Case Presentation:

A 65‐year‐old white man with a history of coronary artery disease was admitted with acute coronary syndrome. He underwent a percutaneous coronary intervention (PCI) with placement of an everolimus drug‐eluting stent and was discharged on dual antiplatelet therapy with both aspirin and clopidogrel. He returned 6 days later with a skin rash. He had not taken clopidogrel previously; there had been no other changes to his medications. He had neither recent travel or camping history nor recent changes in his diet. His vital signs were normal. His rash was morbilliform, fixed, pruritic, and located throughout his anterior trunk, back, and thighs. There was no involvement of mucous membranes or airway compromise. Laboratory studies including a CBC were normal; there was no peripheral eosinophilia. During his 3‐day admission to the hospital, we did not discontinue his clopidogrel; he was treated with loratadine, ranitidine, diphenhydramine, and prednisone at 1 mg/kg. His rash resolved within 24 hours of initiation of treatment; he was discharged on these medications with a 15‐day taper of prednisone. At postdischarge follow‐up visits at both 1 week and 1 month he continued to be asymptomatic.

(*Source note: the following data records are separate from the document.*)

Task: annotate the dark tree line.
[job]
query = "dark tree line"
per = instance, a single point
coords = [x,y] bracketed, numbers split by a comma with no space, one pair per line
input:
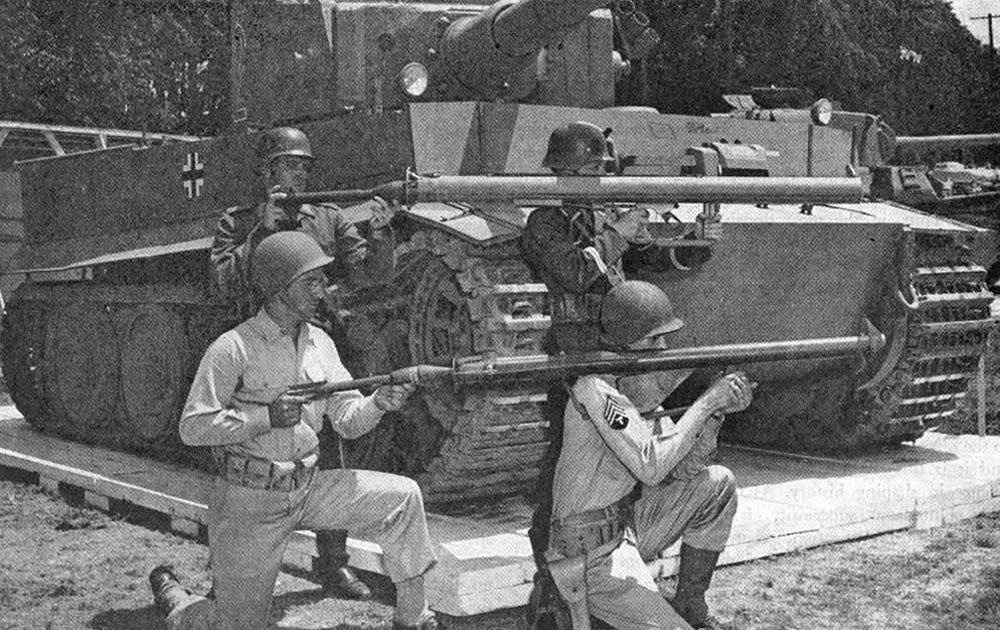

Although not widely reported, clopidogrel hypersensitivity has been documented to be as high as 1.6%. In this case we were able to successfully continue clopidogrel in a patient with a clopidogrel allergy by transiently employing both steroids and antihistamine receptor‐blockers. This method has been described in the literature as a safe way to manage patients with a cutaneous reaction but without airway angioedema or a desquamating (Stevens–Johnson type) reaction. Another option might be to utilize a different nonthienopyridine such as ticagrelor. Although demonstrated as useful alternatives, other thienopyridines such as prasugrel and ticlopidine may have significant cross‐reactivity in patients with a clopidogrel allergy and should not be given.


Clopidogrel hypersensitivity reactions present clinicians with the dilemma of how to continue dual anti‐platelet therapy in patients who have undergone a percutaneous coronary intervention (PCI) with stent placement. Clinicians need to be prepared to manage thienopyridine‐induced drug reactions, as dual anti‐platelet therapy remains necessary in patients who have undergone a PCI. A patient who presents with a skin rash secondary to clopidogrel may be safely managed by transiently adding steroids and antihistamines to aspirin and clopidogrel.